Nigeria : de nombreux peuls assassinés pour soupçons de collusion avec les jihadistes


Des groupes d'autodéfense du centre-nord du Nigeria ont tué des dizaines, voire des centaines, d'éleveurs de l'ethnie peule ces dernières semaines, les accusant de complicité avec les jihadistes actifs dans cette région, ont affirmé lundi plusieurs sources à l'AFP.

Au Nigeria, alors que la croissance démographique et le changement climatique ont réduit les terres agricoles et les voies de transhumance, les éleveurs itinérants - souvent peuls - et les agriculteurs sédentaires s'affrontent régulièrement depuis des années pour le contrôle des terres, causant parfois la mort de centaines de personnes, toutes origines ethniques confondues.

Les gangs criminels appelés "bandits" au Nigeria, ainsi que les groupes jihadistes actifs en Afrique de l'Ouest plus largement, ont souvent recruté des peuls (Fulani) dans leurs rangs, provoquant des attaques en représailles contre les peuls en général.

Selon des informations de l'AFP, ces dernières semaines, des milices d'autodéfense issues des ethnies Kambari et Bargawa, principalement des agriculteurs, ont pillé des campements d'éleveurs peuls dans le district d'Agwara, dans l'État du Niger, tuant des bergers, volant leur bétail et détruisant leurs habitations.
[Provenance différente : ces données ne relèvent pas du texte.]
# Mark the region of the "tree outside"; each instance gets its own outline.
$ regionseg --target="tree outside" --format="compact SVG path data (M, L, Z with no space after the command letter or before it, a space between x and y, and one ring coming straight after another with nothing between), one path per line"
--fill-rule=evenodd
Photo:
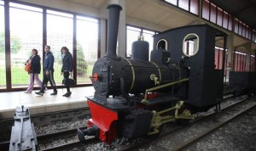
M77 45L77 73L78 76L84 76L86 75L87 63L84 59L83 47L81 44Z

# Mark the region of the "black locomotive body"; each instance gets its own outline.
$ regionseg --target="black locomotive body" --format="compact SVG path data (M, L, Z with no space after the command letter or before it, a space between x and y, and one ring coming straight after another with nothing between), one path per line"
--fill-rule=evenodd
M117 137L154 135L163 124L188 121L221 102L224 70L215 69L214 48L217 36L225 43L225 33L207 25L172 29L154 36L150 61L148 43L141 40L133 43L131 59L124 59L116 55L121 7L108 8L107 54L93 68L91 119L78 129L79 140L94 135L111 143ZM193 56L186 52L191 44Z

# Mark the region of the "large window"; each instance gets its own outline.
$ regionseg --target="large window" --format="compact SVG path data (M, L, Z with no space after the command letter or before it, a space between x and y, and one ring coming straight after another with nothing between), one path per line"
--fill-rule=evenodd
M99 20L41 6L20 4L19 2L7 3L9 3L9 11L6 12L8 14L9 12L9 15L4 15L6 3L0 0L1 92L6 89L7 91L21 90L28 86L29 76L24 70L25 63L31 56L32 49L36 48L38 50L41 65L43 65L44 58L43 44L50 46L55 56L54 76L58 86L62 85L61 48L64 46L67 47L70 53L73 54L76 70L74 73L77 73L73 77L77 84L91 84L89 76L99 52ZM5 24L5 20L9 20L9 23ZM10 35L9 36L8 34L6 36L5 33L9 32L5 30L9 28ZM10 64L10 68L6 68L7 64ZM43 70L40 74L41 79L42 72ZM6 75L10 76L6 77Z
M5 34L3 1L0 1L0 89L6 88Z
M98 54L98 20L77 16L78 83L91 83L92 67Z
M165 0L172 5L198 15L199 0Z
M234 71L246 71L247 54L240 52L234 52L233 64Z
M24 64L32 49L38 49L42 58L43 10L14 3L9 6L11 86L12 88L25 87L29 78Z
M52 10L47 10L47 45L55 56L54 78L56 85L61 85L61 75L62 59L61 48L66 46L73 53L73 15Z
M126 38L126 57L130 58L131 56L131 46L132 42L138 40L140 34L142 33L144 41L149 43L149 59L150 51L153 50L153 36L156 34L155 31L149 30L143 30L137 27L126 26L127 38Z

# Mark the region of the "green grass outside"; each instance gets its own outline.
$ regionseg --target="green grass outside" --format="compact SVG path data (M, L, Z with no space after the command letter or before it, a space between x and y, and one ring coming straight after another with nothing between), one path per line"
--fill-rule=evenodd
M84 83L90 83L90 76L92 72L93 65L88 65L86 70L86 75L83 76L77 76L78 84L84 84ZM57 85L61 85L61 81L63 79L63 76L61 75L61 64L55 64L55 70L54 77L55 81ZM0 86L6 85L6 69L3 66L0 66ZM24 70L24 65L20 66L12 66L11 69L12 74L12 86L26 86L29 83L29 75L26 71ZM43 74L39 75L39 78L43 80Z

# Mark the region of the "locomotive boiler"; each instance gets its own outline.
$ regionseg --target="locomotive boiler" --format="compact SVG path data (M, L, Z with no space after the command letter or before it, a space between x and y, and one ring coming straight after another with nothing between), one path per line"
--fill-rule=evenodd
M87 97L91 118L88 127L78 129L80 141L96 136L110 144L118 137L157 135L165 123L188 122L193 113L221 102L224 70L214 69L214 44L224 33L207 25L162 32L154 37L150 61L148 43L140 36L131 59L125 59L116 54L122 8L108 9L107 53L93 67L95 94ZM184 42L196 48L194 58L182 50Z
Ces raids dans l'État du Niger ont fait suite à une vague d'enlèvements attribués à des jihadistes du groupe Lakurawa, que les milices accusaient les éleveurs d'aider, ont expliqué ces sources.

"D'après les témoignages que nous recueillons auprès de la population locale, environ 700 éleveurs peuls auraient été tués lors de ces attaques", a déclaré à l'AFP une source anonyme de l'ONU qui suit la situation.

"Il est évident que ces meurtres visent à chasser les éleveurs peuls de la région", a ajouté cette source, s'inquiétant d'éventuelles représailles de la part des éleveurs, qui ont fui vers le district de Yauri, dans l'État voisin de Kebbi.

L'AFP n'a pas pu vérifier ces chiffres de manière indépendante.

La police n'a pas répondu à une demande de commentaires.

Un travailleur dans l'humanitaire a confirmé l'intensification des attaques de milices contre les campements peuls ces deux dernières semaines, "faisant irruption dans les communautés à moto, tirant et tailladant quiconque à vue".

"Les miliciens ont déclaré que les Peuls faisaient partie des Lakurawa qui terrorisent la population", a ajouté cette source humanitaire.

Dans des vidéos visionnées par l'AFP, on peut voir une victime dont le visage a été arraché par une explosion et une autre présentant une profonde blessure à la machette, toutes deux soignées à l'hôpital.

Mercredi dernier, des miliciens ont tué des habitants peuls dans la ville d'Agwara, a déclaré Farouk Ardo, le chef peul local.

Son récit a été confirmé par la source humanitaire.

M. Ardo a estimé le nombre de morts au cours des deux derniers mois à "environ 1.000".